Меня восхищала и трогала в нем его любовь к мысли, к идее, духу и его вера в них. Я сознаю, что пишу слова, которые потеряли всякую силу выражения. Слишком часто их трепали, заполняли ими пустоту, вспоминали по ничтожному поводу. Но не могу найти других слов и думаю, что других слов и нет. В применении к такому человеку, как Максим Моисеевич, они вновь приобретают свое значение. Любовь к мысли… Максим Моисеевич не был слугой исключительно своей мысли, своей идеи или своего духа. Узкого фанатизма в нем не было. Нетерпимость была ему совершенно чужда. Он лишь присматривался и прислушивался ко всему, в чем была духовная жизнь, и заранее всему этому сочувствовал, шел вперед, все принимал. Близко ли ему, родственно ли ему — не было важно. Ему это казалось признаком второстепенным, он только прислушивался к «пульсу» чужой мысли и верил в нее, если по пульсу угадывал, что она жизнеспособна. Тютчев сказал, что «старческой любви позорней сварливый старческий задор», — говоря о споре «отцов и детей». Не было человека, который способен был бы лучше понять тютчевское двустишие, глубже и искренней на него отозваться. Максим Моисеевич был вообще наименее ограниченным (в смысле кругозора) из людей, и в его редакторстве это было обязательно. Сам-то ведь он был человеком иных традиций, иных стремлений, чем теперешнее искусство или литература. Казалось бы, тяжела должна была быть подчас его редакторская рука. Но рука была легчайшая, думаю – единственная в легкости. Часто я удивлялся, читая некоторые из одобренных им статей: неужели он с этим согласен? Неужели он этому сочувствует? Неужели ему – как большинству искренних и вдумчивых людей его поколения, школы, круга – не кажется баловством и пустяками теперешнее искусство? Разгадка была совсем не в том, что Максим Моисеевич «одобряет» стихи какого-нибудь двадцатилетнего поэта, а в том, что из всех «старинных» традиций он сильнее всего, всем существом своим, воспринял традицию свободы и глубоко понял, что без свободы ни искусства ни литературы нет.
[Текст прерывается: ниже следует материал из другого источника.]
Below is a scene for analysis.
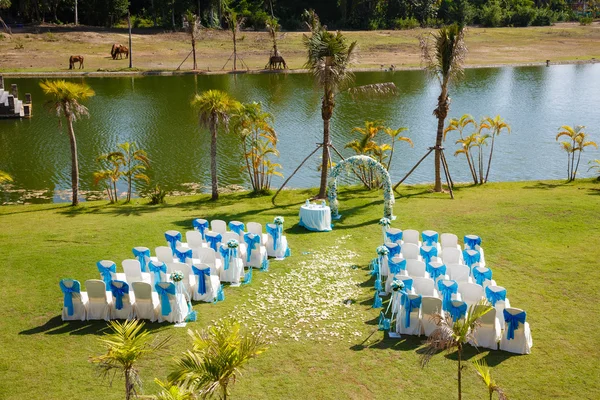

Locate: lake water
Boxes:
[1,64,599,203]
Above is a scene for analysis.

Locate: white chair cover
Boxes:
[123,259,152,284]
[60,279,88,321]
[211,219,227,234]
[156,282,188,323]
[132,282,159,322]
[412,277,436,297]
[402,229,421,246]
[469,306,501,350]
[500,308,533,354]
[154,246,176,264]
[442,247,463,265]
[192,263,221,302]
[420,296,443,337]
[448,264,471,283]
[406,259,427,278]
[440,233,460,251]
[219,253,244,284]
[247,222,268,246]
[396,293,422,335]
[85,279,111,321]
[458,282,484,306]
[193,247,222,275]
[109,280,134,320]
[401,243,421,261]
[185,230,204,248]
[266,223,289,259]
Приняв человека, он давал ему свободу и, доверяя ему в целом, доверял и в мелочах, с которыми далеко не всегда был согласен, но которые все же без условий допускал и право на существование которых с убеждением отстаивал.
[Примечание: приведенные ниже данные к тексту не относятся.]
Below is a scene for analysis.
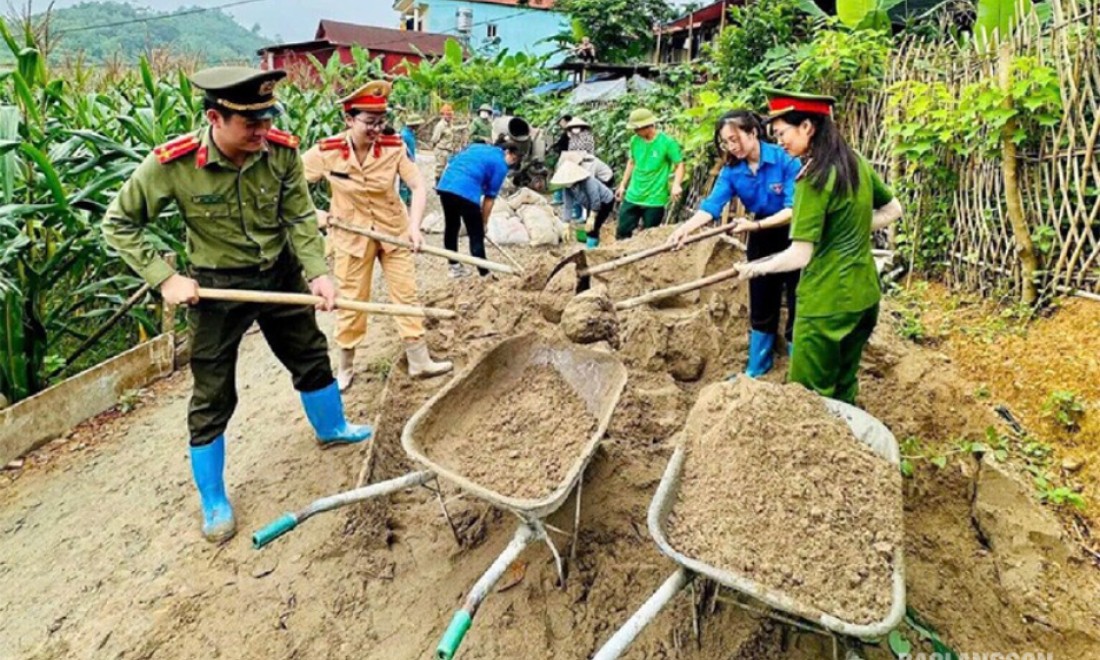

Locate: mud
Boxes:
[666,379,903,626]
[3,218,1100,660]
[417,363,597,500]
Он знал, что различия между прежним и новым творчеством скорей различие слов, оболочки, чем сущности. Иначе о том же: такой казалась ему новая литература. Он радовался, когда ощущал совпадение чужого со своим, когда убеждался, что никакого спора отцов и детей нет, а есть только ничтожная размолвка. И, действительно, он – один из немногих – имел право говорить о «бессмертии идеи», «вечной силе мысли», потому что верил в преемственное творчество духа, а не в преходящие, скоропортящиеся идейки одного поколения.
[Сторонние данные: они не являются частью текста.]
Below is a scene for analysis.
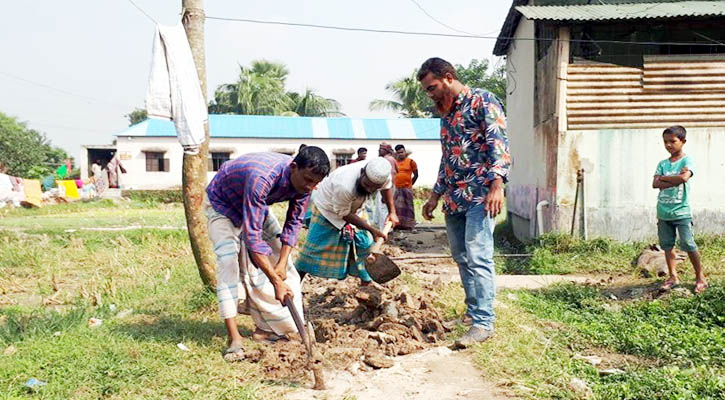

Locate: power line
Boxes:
[125,0,157,24]
[0,71,131,109]
[204,15,724,47]
[407,0,476,36]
Знаменитый юрист, оратор, политический деятель… Может быть, самой скромной частью этой жизни было время руководства маленьким литературным журналом. Но это – точка над i, объяснение человека, дополнение его. Он вложил в это дело много любви, – столько, сколько едва ли вкладывал в другие дела, более громкие и блестящие. Это было его создание, «детище», которым он дорожил и которое берег. Он как будто чувствовал, что это – эпилог его жизни, последняя тихая пристань, единственное, что не обманет: мысль и искусство. Этот выбор был чист и прекрасен, и как хотелось бы, чтобы он знал, что те, кто нежданно-негаданно оказались его сотрудниками в эти последние годы, его понимали и любили.

К ИСТОРИИ «ЗВЕНА»:

Письма Г.В. Адамовича

к М.Л. Кантору (1924-1927)

1.

<Декабрь 1924 г.>

Дорогой Михаил Львович!

Помолчим о Чирикове <1> , если он стал нашим новым сотрудником. Молчать можно. Хвалить его трудно. К тому же он, вероятно, считает себя «столпом» нашей литературы, и обидится, если написать о нем недостаточно восторженно.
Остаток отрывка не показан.